In general, coregistration of renal SPECT with CT or MRI is not necessary, but correlation with available cross-sectional imaging, such as CT and MRI, can be helpful in complex cases.
10.3 Tumor Imaging with 123I-MIBG
Neuroblastoma is the most common extracranial solid tumor in children. 35 Functional imaging with MIBG is an important part of tumor staging and patient management. 36 , 37 , 38 MIBG 39 is a catecholamine analogue that can be radiolabeled with either iodine-123 (123I) or iodine-131 (131I). It is a ligand of the norepinephrine transporter (NET), which facilitates reuptake of catecholamines, typically at autonomic nerve terminals. The NET is also expressed by nearly all neuroblastomas; therefore, radiolabeled MIBG can be used to localize and image these tumors. 40 In addition, 131I-labeled MIBG is used as an investigational agent for tumor-specific radiotherapy of neuroblastoma and other neuroendocrine tumors expressing the NET.
10.3.1 Technique
Radiopharmaceutical
For 123I-MIBG, the current harmonized guidelines 7 recommend an administered activity of 5.2 MBq/kg (0.14 mCi/kg) with a minimum of 37 MBq (1.0 mCi) and a maximum of 370 MBq (10.0 mCi).
Patient Preparation
Patent preparation is essential for MIBG scintigraphy to be technically adequate and clinically informative. 41 , 42 Patient preparation includes administering nonradioactive iodine to block uptake of unincorporated radioiodine by the thyroid gland and screening the patient’s medication list for drugs that may interfere with the study. Although thyroid gland damage is not a concern with 123I-MIBG, thyroid accumulation of 123I could obscure sites of disease in the neck. Some guidelines suggest large doses of nonradioactive iodine, usually in the form of potassium iodide. 42 Many medications have the potential to interfere with MIBG scintigraphy, and lists of interfering drugs are available for reference. 41 , 43 , 44 , 45 For most of these compounds, specific interference with MIBG scintigraphy has not been demonstrated, but they are included as they are similar to drugs that have been reported to interfere with MIBG scans. Some medications need special mention. Labetalol has well-defined interference and must be stopped before performing MIBG scintigraphy. 43 Over-the-counter cough and cold remedies may contain interfering compounds, and patients and families should be advised to avoid these medications. 42 Most current clinical guidelines recommend that potentially interfering drugs be discontinued for 2 to 3 days before MIBG scintigraphy.
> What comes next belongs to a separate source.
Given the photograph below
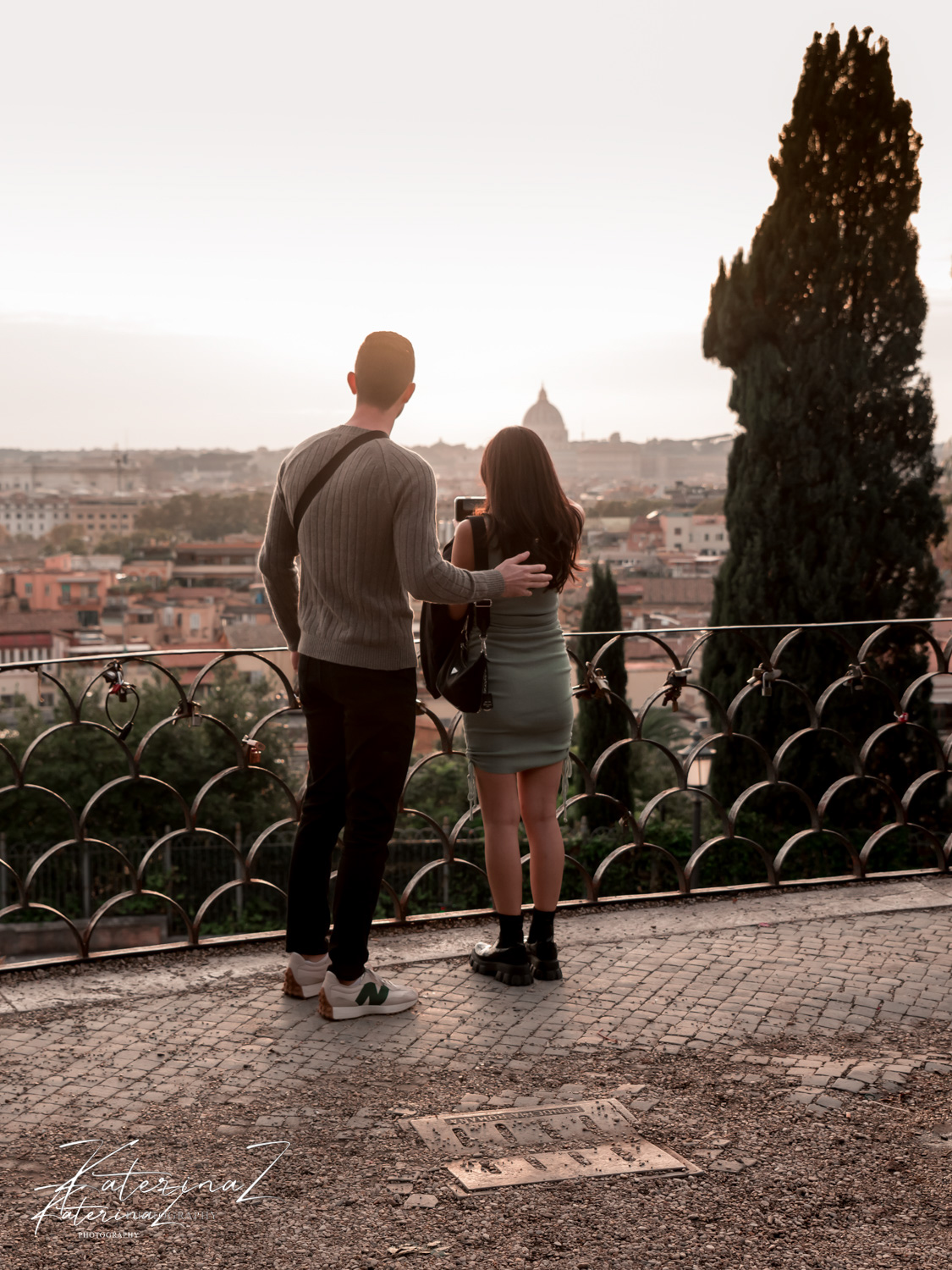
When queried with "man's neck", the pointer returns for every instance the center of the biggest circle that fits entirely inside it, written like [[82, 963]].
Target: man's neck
[[372, 419]]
However, neuroleptic drugs, such as phenothiazines, administered in depot form may interfere if administered up to 1 month before the imaging study. Ideally, all potentially interfering drugs are discontinued before MIBG imaging, but it may not be clinically appropriate to discontinue some medications, such as antihypertensive medications, necessary to control the symptoms of catecholamine excess or neuropsychiatric drugs. The decision to discontinue a prescription medication in preparation for an MIBG scan must be made after consultation with the referring or treating clinician.